Para ter acesso a este apoio, o candidato deve submeter uma “candidatura eletrónica no sítio de Internet do município de Lisboa ou enviar para o endereço de correio eletrónico aí indicado”.
Para já, e até à publicação dos estabelecimentos comerciais aderentes ao programa da autarquia, a compra pode ser feita em qualquer loja da capital. A partir dessa data, a aquisição de bicicletas tem de ser realizada numa das lojas aderentes, esclareceu à Lusa fonte da câmara.
Os beneficiários de apoios “ficam obrigados a manter a propriedade da bicicleta por um período não inferior a 24 meses a contar da data de aquisição”, estabelece o município nas regras do programa.
A proposta adianta ainda que o “programa vigora até 31 de dezembro de 2020” e que o prazo de apresentação de candidaturas termina em 30 de novembro.
Com esta iniciativa, a autarquia pretende também “estimular o recurso ao comércio local” num “contexto de retoma da economia da cidade na sequência das medidas de combate à pandemia de covid-19.
Além disso, o programa permitirá “alcançar um conjunto amplo de benefícios”, nomeadamente na promoção de modos de mobilidade mais sustentáveis, “na melhoria da qualidade do ar, redução de ruído, tráfego e do congestionamento na cidade de Lisboa”, elenca a proposta.
Na quinta-feira, em declarações à Lusa após a reunião de câmara, o vereador do PCP João Ferreira justificou o seu voto contra com facto de ser “um apoio indiferenciado do ponto de vista social e da condição socioeconómica daqueles que aderirem”, defendendo que o “poder aquisitivo não está ao alcance de uma boa parte da população”.

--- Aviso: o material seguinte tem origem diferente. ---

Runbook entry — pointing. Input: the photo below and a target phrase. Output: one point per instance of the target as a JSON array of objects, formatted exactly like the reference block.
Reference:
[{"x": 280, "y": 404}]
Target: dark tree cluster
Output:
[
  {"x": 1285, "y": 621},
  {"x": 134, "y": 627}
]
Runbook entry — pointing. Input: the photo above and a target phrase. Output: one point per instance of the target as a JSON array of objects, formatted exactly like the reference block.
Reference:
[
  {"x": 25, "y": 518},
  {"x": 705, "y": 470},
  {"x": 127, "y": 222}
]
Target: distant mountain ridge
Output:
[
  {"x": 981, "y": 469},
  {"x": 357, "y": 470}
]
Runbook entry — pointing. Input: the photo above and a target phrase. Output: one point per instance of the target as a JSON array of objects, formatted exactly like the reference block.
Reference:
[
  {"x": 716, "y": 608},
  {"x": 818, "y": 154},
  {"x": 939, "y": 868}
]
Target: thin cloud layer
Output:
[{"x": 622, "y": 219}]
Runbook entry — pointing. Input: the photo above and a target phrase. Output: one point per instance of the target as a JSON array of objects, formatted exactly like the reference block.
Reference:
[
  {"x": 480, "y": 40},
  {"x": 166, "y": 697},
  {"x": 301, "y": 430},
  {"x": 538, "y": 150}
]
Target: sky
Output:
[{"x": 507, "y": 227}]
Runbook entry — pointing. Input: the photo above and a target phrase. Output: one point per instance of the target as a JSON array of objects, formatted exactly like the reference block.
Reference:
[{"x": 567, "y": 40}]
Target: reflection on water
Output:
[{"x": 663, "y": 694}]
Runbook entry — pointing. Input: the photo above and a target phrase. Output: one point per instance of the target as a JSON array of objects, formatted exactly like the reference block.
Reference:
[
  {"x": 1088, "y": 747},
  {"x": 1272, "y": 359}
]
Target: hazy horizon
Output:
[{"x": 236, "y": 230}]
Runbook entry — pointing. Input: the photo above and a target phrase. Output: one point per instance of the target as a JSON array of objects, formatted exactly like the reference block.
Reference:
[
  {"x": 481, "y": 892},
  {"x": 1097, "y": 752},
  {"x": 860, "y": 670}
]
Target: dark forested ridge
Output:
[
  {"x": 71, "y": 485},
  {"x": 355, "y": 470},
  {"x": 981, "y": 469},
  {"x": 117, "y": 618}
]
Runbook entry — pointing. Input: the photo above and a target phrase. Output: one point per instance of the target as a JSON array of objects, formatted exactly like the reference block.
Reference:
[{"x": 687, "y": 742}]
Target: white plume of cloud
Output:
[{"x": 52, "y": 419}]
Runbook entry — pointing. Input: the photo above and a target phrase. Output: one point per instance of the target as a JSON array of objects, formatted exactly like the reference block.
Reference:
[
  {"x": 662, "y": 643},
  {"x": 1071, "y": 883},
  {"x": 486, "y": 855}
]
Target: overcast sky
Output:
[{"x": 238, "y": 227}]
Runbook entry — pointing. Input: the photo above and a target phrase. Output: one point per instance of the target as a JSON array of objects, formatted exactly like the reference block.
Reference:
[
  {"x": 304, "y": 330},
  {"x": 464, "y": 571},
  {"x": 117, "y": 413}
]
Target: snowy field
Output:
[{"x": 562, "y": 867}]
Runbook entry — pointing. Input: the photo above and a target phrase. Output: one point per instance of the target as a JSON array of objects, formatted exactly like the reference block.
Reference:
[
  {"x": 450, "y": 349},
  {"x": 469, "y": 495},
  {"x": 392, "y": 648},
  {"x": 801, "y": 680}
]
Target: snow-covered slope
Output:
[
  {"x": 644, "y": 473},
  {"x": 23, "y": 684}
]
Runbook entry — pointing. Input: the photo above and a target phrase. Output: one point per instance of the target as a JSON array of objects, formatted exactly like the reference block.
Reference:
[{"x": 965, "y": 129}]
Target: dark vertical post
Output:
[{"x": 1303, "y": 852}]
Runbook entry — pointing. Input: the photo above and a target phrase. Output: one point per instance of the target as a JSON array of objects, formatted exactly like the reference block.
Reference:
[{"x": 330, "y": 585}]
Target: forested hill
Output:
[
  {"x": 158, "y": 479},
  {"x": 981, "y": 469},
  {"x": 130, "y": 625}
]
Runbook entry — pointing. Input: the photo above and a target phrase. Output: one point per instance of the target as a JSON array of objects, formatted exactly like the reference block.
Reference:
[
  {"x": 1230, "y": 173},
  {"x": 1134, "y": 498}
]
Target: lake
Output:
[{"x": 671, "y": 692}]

Por seu turno, o social-democrata João Pedro Costa afirmou que o apoio às bicicletas convencionais para “toda a população” foi iniciativa do PSD, enquanto o vereador João Gonçalves Pereira (CDS-PP) sublinhou que foi o seu partido que sugeriu uma “discriminação positiva de maior apoio para as bicicletas adaptadas porque não só são mais caras, como muitas vezes aqueles que são utilizadores ou potenciais utilizadores nem sempre têm as condições socioeconómicas para poderem recorrer a elas”.